Money talks: woeful levels of EU defence spending have put strains on NATO
The first hypothetical threat to NATO comes not from EU state-builders, but from across the Atlantic. However, the truth is that President Trump may be an unpopular messenger, but is right to say that EU states need to spend more on their own defence. NATO figures show that France spends 1.79 per cent of GDP on defence, but Germany only 1.2 per cent, Italy 1.1 per cent and the Netherlands 1.16 per cent, as set against the NATO target of two per cent. This is not an alliance of equals. The idea that the US would walk away from NATO was always far-fetched, but as there are signs that EU NATO states will now spend more, when they do the US pressure should subside.
The EU’s unfunded defence ambitions
Europe has two global western military powers of any significance, France and the UK. Without NATO and the USA’s military hardware, the EU would look vulnerable to challenge by even a second rate power such as Russia. Without the UK, European defence and power projection would, by default, fall largely on France. This is unlikely to be a satisfactory outcome for all concerned – not least for France, having to shoulder a far larger burden than it does currently.
While the EU has mimicked NATO’s Article V mutual defence clause, and has set up some of its own defence structures, it is more a rhetorical than a real challenge to NATO. When President Hollande invoked the EU defence clause after the Paris attacks, it was hardly reported. The EU27 may find Trump, and his blunt diplomacy, an easy target for now, but they need NATO.
What role for the UK in EU defence, post-Brexit?
The UK’s role in Europe’s continental defence since 1945 is a product of history rather than choice, and a one that came with a heavy economic price. In the post-war years, while Germany and Italy took an undeserved peace dividend, the UK continued to provide Europe with defence via NATO. This role as a defence utility provider to continental Europe to some extent explains the relative underperformance of the UK economy versus Germany in the period.
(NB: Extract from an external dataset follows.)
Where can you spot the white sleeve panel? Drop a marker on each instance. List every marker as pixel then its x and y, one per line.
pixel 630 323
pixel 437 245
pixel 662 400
Leadership in defence does not come with the same benefits that, say, economic or political leadership provides. Unsurprisingly, defence leadership in the EU is not a coveted prize, indeed during the Cameron renegotiation it was a role informally offered to the UK by Poland. The claim of Radek Sikorski, Poland’s Foreign Minister, that “you could, if only you wished, lead Europe’s defence policy” missed the point that the UK had provided this utility for free for decades, precisely because no other EU state was willing or able. This will remain the case to some extent in the future – the EU27 cannot and will not cut off defence co-operation with the UK.
Lastly, suggestions by Nick Clegg that the EU will decide to end intelligence co-operation and put its own and British citizens at risk by insisting on the ECJ’s primacy are ridiculous. We are able to co-operate with states across the world without the need for an enforcing court, and will do so with the EU27.
Corbyn – not Merkel, Trump or Brexit – is the greatest threat to NATO
While the EU and the USA will remain committed to NATO, the UK will remain a key European defence partner – bilaterally, via NATO, and through co-operation with the EU’s own policies – in the same way that other non-EU European states already do.
That leaves the greatest threat to UK co-operation in European defence not as Trump or Merkel, but the possibility that Jeremy Corbyn as Prime Minister would seek to undermine all forms of British defence from NATO, Trident and the Army through to the intelligence services. In that world, NATO, transatlantic defence, deterrence and European defence would all be in grave danger.